As a necessary disclaimer before I get into this piece, I thought Taylor Swift’s 1989 was a gigantic disappointment. Despite pristine production that makes for a wonderful first few listens, the album’s generic song constructions and boring conceptual backdrops made it nearly impossible to listen to more than a fraction of the album at a time. Within the consistently mediocre material, though, lay a few gems, and “Style” is one of the finest songs on the album. Its powerfully-stated rhythmic framework and tasty guitar riff couples well with Swift’s starry-eyed lyrics and gorgeously-mastered vocals, creating one of the most satisfying songs of 2014. Unlike most of the other tracks on the album, “Style” is an appropriately ambitious song, cocksure and revelatory but well-contained and perfectly paced.

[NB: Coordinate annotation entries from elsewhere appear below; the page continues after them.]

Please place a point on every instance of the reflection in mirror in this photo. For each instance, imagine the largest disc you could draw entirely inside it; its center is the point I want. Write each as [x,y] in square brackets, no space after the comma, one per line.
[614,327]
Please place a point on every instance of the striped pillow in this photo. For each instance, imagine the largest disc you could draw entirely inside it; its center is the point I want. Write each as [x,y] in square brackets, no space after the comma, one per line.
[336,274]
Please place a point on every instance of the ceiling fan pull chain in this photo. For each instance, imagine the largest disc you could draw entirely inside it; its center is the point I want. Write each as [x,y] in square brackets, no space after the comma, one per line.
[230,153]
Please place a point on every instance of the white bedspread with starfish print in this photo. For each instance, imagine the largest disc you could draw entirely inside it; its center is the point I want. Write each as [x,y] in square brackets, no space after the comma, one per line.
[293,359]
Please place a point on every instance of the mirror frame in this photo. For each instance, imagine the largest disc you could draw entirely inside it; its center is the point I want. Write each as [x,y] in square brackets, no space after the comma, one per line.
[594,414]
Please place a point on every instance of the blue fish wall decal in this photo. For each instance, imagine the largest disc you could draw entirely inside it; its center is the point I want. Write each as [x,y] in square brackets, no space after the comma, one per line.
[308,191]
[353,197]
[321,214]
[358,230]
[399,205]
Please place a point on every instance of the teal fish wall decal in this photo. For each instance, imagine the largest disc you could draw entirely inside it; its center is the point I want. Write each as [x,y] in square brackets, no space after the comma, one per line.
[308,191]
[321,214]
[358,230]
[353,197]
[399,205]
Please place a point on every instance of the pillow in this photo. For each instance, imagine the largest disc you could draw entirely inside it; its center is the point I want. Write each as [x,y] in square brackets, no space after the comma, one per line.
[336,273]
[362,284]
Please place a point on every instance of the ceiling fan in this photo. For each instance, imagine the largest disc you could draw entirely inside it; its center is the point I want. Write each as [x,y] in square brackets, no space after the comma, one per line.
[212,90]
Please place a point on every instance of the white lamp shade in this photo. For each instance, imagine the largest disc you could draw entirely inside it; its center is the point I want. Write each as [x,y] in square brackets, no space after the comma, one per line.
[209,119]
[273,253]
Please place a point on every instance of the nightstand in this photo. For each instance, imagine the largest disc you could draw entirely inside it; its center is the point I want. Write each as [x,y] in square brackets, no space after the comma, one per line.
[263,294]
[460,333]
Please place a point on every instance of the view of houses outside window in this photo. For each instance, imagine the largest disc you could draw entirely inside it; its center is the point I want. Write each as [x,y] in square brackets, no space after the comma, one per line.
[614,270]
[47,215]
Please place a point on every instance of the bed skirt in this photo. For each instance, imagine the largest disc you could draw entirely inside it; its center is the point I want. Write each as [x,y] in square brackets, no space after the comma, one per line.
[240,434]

The recently-released video for “Style” simultaneously fits the song like a glove and roughs up the serene confidence it embodies, which seems appropriate given the successes and failures of the album from which it comes. In some respects, the heavy-handed repetition of the concept that Swift and her well-chiseled man only exist in terms of each other is pleasing. The countless examples of the man in Swift’s head or Swift’s fragmented reflection sitting in the man’s palm suggest a fundamental intertwining of the two souls. It’s as if there’s a blank space within the plainness of a white dress or an empty head that can only be filled with ghostly memories of the other (or, inexplicably, thick smoke), as we see in the constant superposition of face upon body. The powerfully-colored images, augmented by wonderful editing, make this relationship feel even more compelling.

Unfortunately, somewhere about halfway through the video, there’s a point where it’s very difficult not to get totally lost. There’s so much going on that it’s impossible to keep track of what motifs are popping up, what everything symbolizes, or what to make of the shifting relationship dynamics. What are we supposed to make of Taylor Swift’s head and shoulders mysteriously fading into a late-summer scene in a manner that totally rips off displays a remarkable similarity to the cover of an Odesza EP? When lightning arbitrarily begins crackling somewhere around the second chorus, how are we supposed to feel about that? Why, in a video which is ostensibly about so much more than just Taylor Swift, do we get a constant barrage of Swift at the expense of the man who half of this song is about? What in the world is Swift trying to do with the butterfly-angel hybrid look she’s flaunting?

In the end, I’m not sure there is an answer to most of these questions. It unfortunately feels like the video creators got swept up in the fervor of what I assume to be a gigantic budget and tried to stuff way too many cool-looking images into a four-minute video. At the same time, though, there’s something aesthetically pleasing about a wild yet somewhat ideologically self-consistent video to a song as joyful and massive as “Style.” It’s a little bit unclear how the video fits into the Taylor Swift canon — but, then again, that’s what made 1989 so appealing to so many people. There’s a sense of wonder about this video that can almost escape the caustic jadedness emanating from so much of Swift’s work. It’s difficult to tell how good or bad that sense of wonder is, if it’s possible at all to assign those terms to something like reflections of Swift proliferating and dashing forward. However, for better or worse, the video fits with the song, kind of. Take these thoughts as you will.